A storage adapter is a small interface the SDK uses to persist everything. The SDK ships:

  • createMemoryAdapter() — in-memory (for demos / tests).
  • createIndexedDbAdapter() — browser IndexedDB (for offline-first).
  • createRestAdapter({ baseUrl }) — REST shape you implement server-side.

Or roll your own:

interface BlokStorageAdapter { loadDocument(id: string): Promise<Data | null>; saveDraft(id: string, data: Data): Promise<void>; publish(id: string, data: Data): Promise<void>; listVersions(id: string): Promise<DocumentVersion[]>; saveVersion(id: string, data: Data, meta: CreateVersionMeta): Promise<DocumentVersion>; restoreVersion(id: string, versionId: string): Promise<Data>; listComments(id: string): Promise<Comment[]>; createComment(id: string, input: CreateCommentInput): Promise<Comment>; // ... and so on for audit, presence }

Implement it once, and every collaboration feature works with your backend.

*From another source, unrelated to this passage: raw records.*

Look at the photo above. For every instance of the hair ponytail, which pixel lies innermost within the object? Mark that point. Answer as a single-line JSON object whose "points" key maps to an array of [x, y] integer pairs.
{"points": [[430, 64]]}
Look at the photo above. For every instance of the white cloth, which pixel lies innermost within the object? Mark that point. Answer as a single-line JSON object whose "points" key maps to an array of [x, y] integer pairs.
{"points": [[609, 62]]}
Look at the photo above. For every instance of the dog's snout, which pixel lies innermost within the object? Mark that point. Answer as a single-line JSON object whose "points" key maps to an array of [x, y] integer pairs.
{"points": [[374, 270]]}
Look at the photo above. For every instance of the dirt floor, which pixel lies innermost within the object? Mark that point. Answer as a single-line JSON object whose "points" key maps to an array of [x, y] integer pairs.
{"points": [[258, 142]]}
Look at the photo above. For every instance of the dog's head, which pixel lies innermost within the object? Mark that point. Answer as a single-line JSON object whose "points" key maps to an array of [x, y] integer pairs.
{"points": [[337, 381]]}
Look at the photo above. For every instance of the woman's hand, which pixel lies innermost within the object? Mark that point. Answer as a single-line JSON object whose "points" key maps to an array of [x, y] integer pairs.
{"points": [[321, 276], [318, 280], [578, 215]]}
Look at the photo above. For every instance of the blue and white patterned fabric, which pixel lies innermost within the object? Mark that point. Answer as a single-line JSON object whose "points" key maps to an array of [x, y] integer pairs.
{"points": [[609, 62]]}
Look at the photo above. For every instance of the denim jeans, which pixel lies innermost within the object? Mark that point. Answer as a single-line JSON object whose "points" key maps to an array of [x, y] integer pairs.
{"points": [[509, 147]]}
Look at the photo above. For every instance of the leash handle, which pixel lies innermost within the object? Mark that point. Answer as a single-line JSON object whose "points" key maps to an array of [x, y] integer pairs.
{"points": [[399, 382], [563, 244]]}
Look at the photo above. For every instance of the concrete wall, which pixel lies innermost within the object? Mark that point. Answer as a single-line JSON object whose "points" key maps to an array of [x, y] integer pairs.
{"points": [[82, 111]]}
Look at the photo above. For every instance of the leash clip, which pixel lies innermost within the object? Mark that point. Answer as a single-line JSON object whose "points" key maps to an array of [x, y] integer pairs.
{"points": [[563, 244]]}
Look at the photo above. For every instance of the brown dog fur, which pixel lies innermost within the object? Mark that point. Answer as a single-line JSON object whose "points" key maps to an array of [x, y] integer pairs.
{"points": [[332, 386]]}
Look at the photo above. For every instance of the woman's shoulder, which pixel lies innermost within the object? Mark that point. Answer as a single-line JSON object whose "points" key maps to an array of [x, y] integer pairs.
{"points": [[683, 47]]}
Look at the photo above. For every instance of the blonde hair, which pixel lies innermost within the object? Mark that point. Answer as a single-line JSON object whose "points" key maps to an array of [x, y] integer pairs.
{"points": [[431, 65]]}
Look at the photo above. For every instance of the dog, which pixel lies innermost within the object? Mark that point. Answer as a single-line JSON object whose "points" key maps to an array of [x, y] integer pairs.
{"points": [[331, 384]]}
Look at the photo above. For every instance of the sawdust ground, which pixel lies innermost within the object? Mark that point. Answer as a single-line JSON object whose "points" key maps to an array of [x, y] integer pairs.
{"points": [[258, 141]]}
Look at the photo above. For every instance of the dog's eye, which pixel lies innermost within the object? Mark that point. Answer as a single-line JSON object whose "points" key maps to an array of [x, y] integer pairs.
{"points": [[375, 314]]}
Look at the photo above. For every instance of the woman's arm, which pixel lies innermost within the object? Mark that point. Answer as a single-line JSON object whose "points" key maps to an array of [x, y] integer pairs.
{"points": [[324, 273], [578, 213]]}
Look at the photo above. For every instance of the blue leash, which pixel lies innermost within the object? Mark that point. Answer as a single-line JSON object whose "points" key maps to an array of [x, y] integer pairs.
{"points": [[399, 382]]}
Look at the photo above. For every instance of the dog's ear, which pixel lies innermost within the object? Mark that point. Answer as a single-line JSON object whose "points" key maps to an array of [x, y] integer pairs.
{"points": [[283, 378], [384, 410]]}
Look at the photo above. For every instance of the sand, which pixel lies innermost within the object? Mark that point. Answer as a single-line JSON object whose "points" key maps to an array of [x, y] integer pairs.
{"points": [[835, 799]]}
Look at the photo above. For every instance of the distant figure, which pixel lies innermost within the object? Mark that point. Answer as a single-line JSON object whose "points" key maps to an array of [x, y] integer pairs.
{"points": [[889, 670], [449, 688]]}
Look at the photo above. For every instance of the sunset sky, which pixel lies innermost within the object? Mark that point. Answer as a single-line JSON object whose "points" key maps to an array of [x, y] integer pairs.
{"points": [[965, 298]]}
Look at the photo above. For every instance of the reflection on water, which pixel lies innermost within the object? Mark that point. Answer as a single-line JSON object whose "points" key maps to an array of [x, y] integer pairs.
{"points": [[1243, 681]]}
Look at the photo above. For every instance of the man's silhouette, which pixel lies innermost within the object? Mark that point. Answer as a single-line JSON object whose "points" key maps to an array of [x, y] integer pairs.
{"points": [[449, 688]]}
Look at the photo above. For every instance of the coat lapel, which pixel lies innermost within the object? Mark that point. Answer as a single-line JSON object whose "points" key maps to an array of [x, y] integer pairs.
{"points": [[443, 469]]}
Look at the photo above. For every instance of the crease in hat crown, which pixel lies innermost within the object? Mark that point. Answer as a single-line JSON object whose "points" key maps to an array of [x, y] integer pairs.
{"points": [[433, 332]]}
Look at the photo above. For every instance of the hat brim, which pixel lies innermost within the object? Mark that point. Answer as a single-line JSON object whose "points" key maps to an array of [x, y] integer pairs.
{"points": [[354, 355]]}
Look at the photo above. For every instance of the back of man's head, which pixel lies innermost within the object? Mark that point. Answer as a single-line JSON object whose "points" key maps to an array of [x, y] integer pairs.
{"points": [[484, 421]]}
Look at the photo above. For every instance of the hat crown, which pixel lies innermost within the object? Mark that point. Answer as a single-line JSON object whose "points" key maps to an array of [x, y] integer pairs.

Without the SDK — raw bindings

If you don’t want the SDK, pass bindings directly. Each one is an object with a few async methods:

VersionsBinding

interface VersionsBinding { list(): Promise<DocumentVersionRef[]>; get(id: string): Promise<DocumentVersion | null>; create(data: Data, meta?: CreateVersionMeta): Promise<DocumentVersion>; remove(id: string): Promise<void>; subscribe?(cb: (ev: VersionChangeEvent) => void): () => void; }

CommentsBinding

interface CommentsBinding { list(): Promise<Comment[]>; create(input: CreateCommentInput): Promise<Comment>; update(id: string, patch: UpdateCommentPatch): Promise<Comment>; remove(id: string): Promise<void>; subscribe?(cb: (ev: CommentChangeEvent) => void): () => void; }

AuditBinding

interface AuditBinding { list(options?: AuditLogListOptions): Promise<AuditEvent[]>; append(input: AuditAppendInput): Promise<AuditEvent>; subscribe?(cb: (ev: AuditChangeEvent) => void): () => void; }

PresenceBinding

interface PresenceBinding { join(identity: PresenceIdentity): () => void; // returns a leave() fn announceFocus(focus: PresenceFocus | null): void; subscribe(cb: (ev: PresenceEvent) => void): () => void; }

subscribe is how realtime works

If your binding implements subscribe, Blok will re-render automatically when the subscription emits. That’s how two editors see each other’s new comments / versions / audit events in real time.

Typical transports:

  • BroadcastChannel — works across tabs on the same origin, no server needed.
  • SSE — server push, one-way, simple.
  • WebSocket — bidirectional, best for presence.
  • Yjs / Automerge — full CRDT co-editing (not built in — you’d wire it through the store).

Auth + identity

Pass commentAuthor, auditActor, and presenceIdentity to <Blok> to stamp every event with the current user:

<Blok commentAuthor={{ id: user.id, name: user.name, avatarUrl: user.avatar }} // auditActor defaults to commentAuthor // presenceIdentity defaults to commentAuthor />

All identity props are UI-only. Your backend must verify identity from its own auth layer — don’t trust author.id from the client.